A long underperforming company financed by 5 BDCs might reach a "realization" point in 2023. We evaluate what the damage might be in terms of income and value.

April 10, 2023

Chase Industries does business as Chase Doors and is "part of the Senneca Holdings family of brands. Senneca Holdings is a designer and manufacturer of a broad portfolio of specialty doors for commercial and industrial applications and enclosures". This is one of those BDC-financed underperformers that we both know both a little and a lot about, which makes evaluating possible credit losses difficult. Nonetheless, we're going to give it the old college try because of the several BDCs involved, the nearly $53mn in exposure and because we expect a "realization event" is coming this year. (That last statement is mostly a guess).

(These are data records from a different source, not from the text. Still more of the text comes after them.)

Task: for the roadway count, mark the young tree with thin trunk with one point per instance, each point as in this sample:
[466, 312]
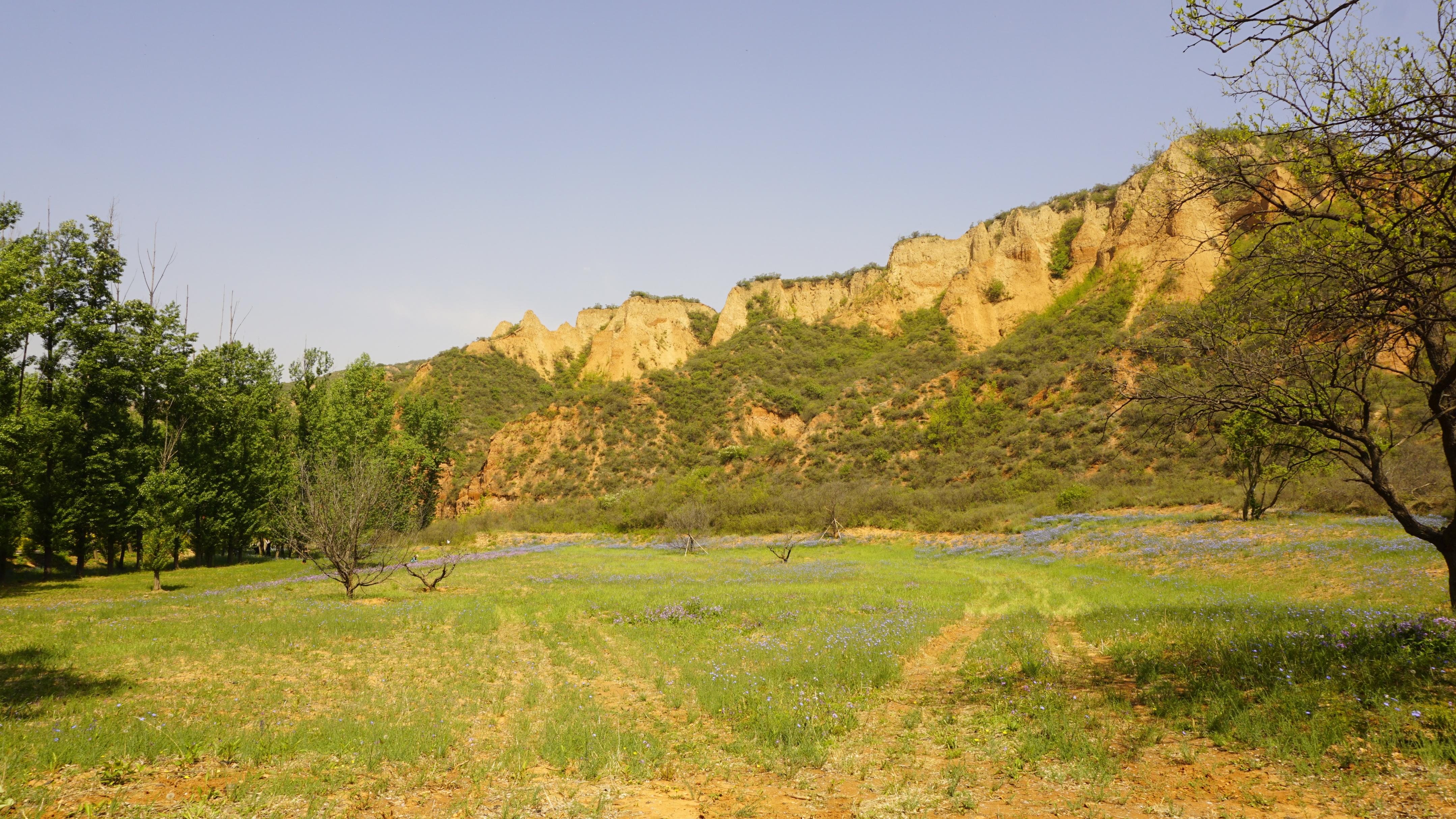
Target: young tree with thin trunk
[350, 520]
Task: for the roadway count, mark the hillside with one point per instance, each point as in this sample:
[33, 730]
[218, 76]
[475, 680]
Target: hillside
[961, 373]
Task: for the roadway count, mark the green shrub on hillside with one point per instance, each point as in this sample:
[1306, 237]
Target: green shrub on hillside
[1062, 248]
[704, 325]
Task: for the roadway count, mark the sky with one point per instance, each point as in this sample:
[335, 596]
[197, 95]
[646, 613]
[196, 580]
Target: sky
[397, 178]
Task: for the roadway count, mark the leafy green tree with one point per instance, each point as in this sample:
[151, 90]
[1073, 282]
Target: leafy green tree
[72, 276]
[235, 454]
[423, 449]
[164, 513]
[357, 415]
[15, 331]
[308, 390]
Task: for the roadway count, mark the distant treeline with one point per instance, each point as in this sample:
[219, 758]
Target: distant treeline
[114, 422]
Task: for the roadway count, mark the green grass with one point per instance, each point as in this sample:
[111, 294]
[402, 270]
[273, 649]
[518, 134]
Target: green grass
[612, 661]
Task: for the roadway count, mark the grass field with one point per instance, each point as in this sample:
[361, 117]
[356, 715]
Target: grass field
[1095, 666]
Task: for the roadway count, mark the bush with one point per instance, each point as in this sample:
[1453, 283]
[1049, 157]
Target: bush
[1072, 498]
[733, 453]
[1062, 248]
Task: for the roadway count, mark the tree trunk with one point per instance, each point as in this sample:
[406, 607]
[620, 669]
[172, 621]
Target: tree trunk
[1449, 553]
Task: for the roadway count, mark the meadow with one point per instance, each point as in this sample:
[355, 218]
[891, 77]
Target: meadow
[1168, 662]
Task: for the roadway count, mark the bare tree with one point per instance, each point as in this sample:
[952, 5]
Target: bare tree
[431, 572]
[692, 523]
[1339, 312]
[350, 521]
[784, 550]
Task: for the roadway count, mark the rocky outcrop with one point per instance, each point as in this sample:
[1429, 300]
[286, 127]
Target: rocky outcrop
[998, 273]
[641, 335]
[983, 281]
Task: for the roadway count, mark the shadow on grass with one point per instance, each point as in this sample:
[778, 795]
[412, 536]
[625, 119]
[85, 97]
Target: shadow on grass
[33, 676]
[1302, 681]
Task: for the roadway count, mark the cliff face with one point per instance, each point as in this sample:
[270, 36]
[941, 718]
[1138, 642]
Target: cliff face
[641, 335]
[997, 273]
[983, 283]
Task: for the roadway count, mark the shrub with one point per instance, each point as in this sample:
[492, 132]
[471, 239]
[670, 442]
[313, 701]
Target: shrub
[704, 325]
[759, 278]
[1062, 248]
[733, 453]
[1072, 497]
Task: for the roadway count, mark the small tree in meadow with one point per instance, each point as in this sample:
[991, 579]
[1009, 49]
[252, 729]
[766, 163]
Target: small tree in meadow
[431, 572]
[1267, 457]
[691, 521]
[350, 521]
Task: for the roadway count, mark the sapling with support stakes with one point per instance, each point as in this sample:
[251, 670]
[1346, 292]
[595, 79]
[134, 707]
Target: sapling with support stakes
[691, 521]
[431, 572]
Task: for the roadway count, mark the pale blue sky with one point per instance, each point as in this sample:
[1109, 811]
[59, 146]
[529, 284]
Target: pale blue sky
[398, 178]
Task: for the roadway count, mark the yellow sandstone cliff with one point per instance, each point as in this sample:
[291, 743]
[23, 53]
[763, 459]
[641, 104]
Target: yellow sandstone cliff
[641, 335]
[983, 281]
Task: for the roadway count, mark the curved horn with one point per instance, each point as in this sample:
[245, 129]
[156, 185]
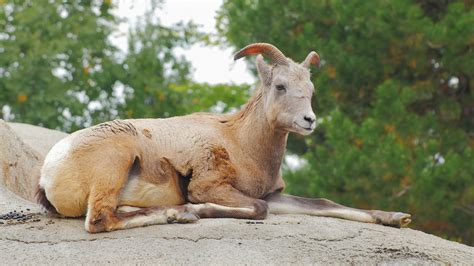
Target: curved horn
[311, 59]
[270, 51]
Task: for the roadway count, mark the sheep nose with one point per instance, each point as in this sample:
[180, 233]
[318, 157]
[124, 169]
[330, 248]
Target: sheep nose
[310, 118]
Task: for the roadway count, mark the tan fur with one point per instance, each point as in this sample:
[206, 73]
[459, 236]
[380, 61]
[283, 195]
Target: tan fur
[233, 161]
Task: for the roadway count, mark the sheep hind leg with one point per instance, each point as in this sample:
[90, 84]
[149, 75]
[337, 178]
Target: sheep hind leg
[286, 204]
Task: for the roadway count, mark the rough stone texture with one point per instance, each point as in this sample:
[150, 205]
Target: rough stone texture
[281, 239]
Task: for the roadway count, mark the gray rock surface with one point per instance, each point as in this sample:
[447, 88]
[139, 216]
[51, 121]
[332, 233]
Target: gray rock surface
[284, 239]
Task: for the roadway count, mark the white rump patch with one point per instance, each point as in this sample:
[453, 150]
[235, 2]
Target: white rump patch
[55, 157]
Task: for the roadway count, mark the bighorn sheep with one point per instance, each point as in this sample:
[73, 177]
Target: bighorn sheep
[130, 173]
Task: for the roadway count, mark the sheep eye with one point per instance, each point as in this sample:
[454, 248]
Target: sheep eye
[280, 87]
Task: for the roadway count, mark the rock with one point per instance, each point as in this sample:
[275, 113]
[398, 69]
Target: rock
[283, 239]
[19, 162]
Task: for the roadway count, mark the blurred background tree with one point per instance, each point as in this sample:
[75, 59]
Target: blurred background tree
[393, 94]
[394, 98]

For history buffs, we know that the company has been on one BDC's books or another since 2012. (The long-departed public BDC MCG Capital was once a lender). Over the eleven years, there have been 3 different PE owners of the business. Through 2019, everything seemingly went to plan to judge by what we've read and by looking at the BDC valuations.

However, from 2020 first some second lien loans and then first lien loans were placed on non-accrual by the BDCs involved - Goldman Sachs BDC (GSBD); Golub Capital (GBDC) as well as non-traded Goldman Sachs Private Middle Market Lending and Golub Capital BDC 3.  (To confuse matters, Bain Capital Specialty Finance - or BCSF - has not placed its first lien loan on non-accrual, but has been more aggressive than its peers in discounting the debt value).

We're now going into the third year of non-performance and - here's the guess - we expect something to be resolved in 2023. Should that occur, the BDCs most at risk are GSBD and its non-traded sister fund. They have $21.2mn of second lien exposure, already drastically written down to $3.5mn, or (83%). The first lien debt held by the other BDCs has been discounted between (6%) and (16%). That BCSF income still accruing income is doing so in a Pay-In-Kind manner, which means no one is receiving cash interest income.

When a realized loss does come, we estimate the second lien will be written off entirely and the restructuring that we expect might see a haircut of (20%) on the first lien loans. If we're right - and we may be too conservative - the total loss would reach about ($27mn) - roughly half the aggregate cost. The worst hit would be the two Goldman BDCs, with GSBD at risk of losing $9.7mn from a loan that was inherited from Goldman Sachs Middle Market Lending, which merged some time ago into the public player.

Here's the sort of good news: Because BDC exposure is spread out over 5 different entities and significant unrealized write-downs have been taken already, there should be little in the way of incremental asset value loss. Moreover, with everyone but BCSF not booking income for some time, any resolution could free up capital that could be proactively re-deployed elsewhere at a time when loan yields are remarkable. (How BCSF might disentangle all this is too complicated for us to consider).

Now we have to wait all year to see if this long-standing problem credit gets resolved in 2023 which - as we've sought to show - could be a hidden blessing.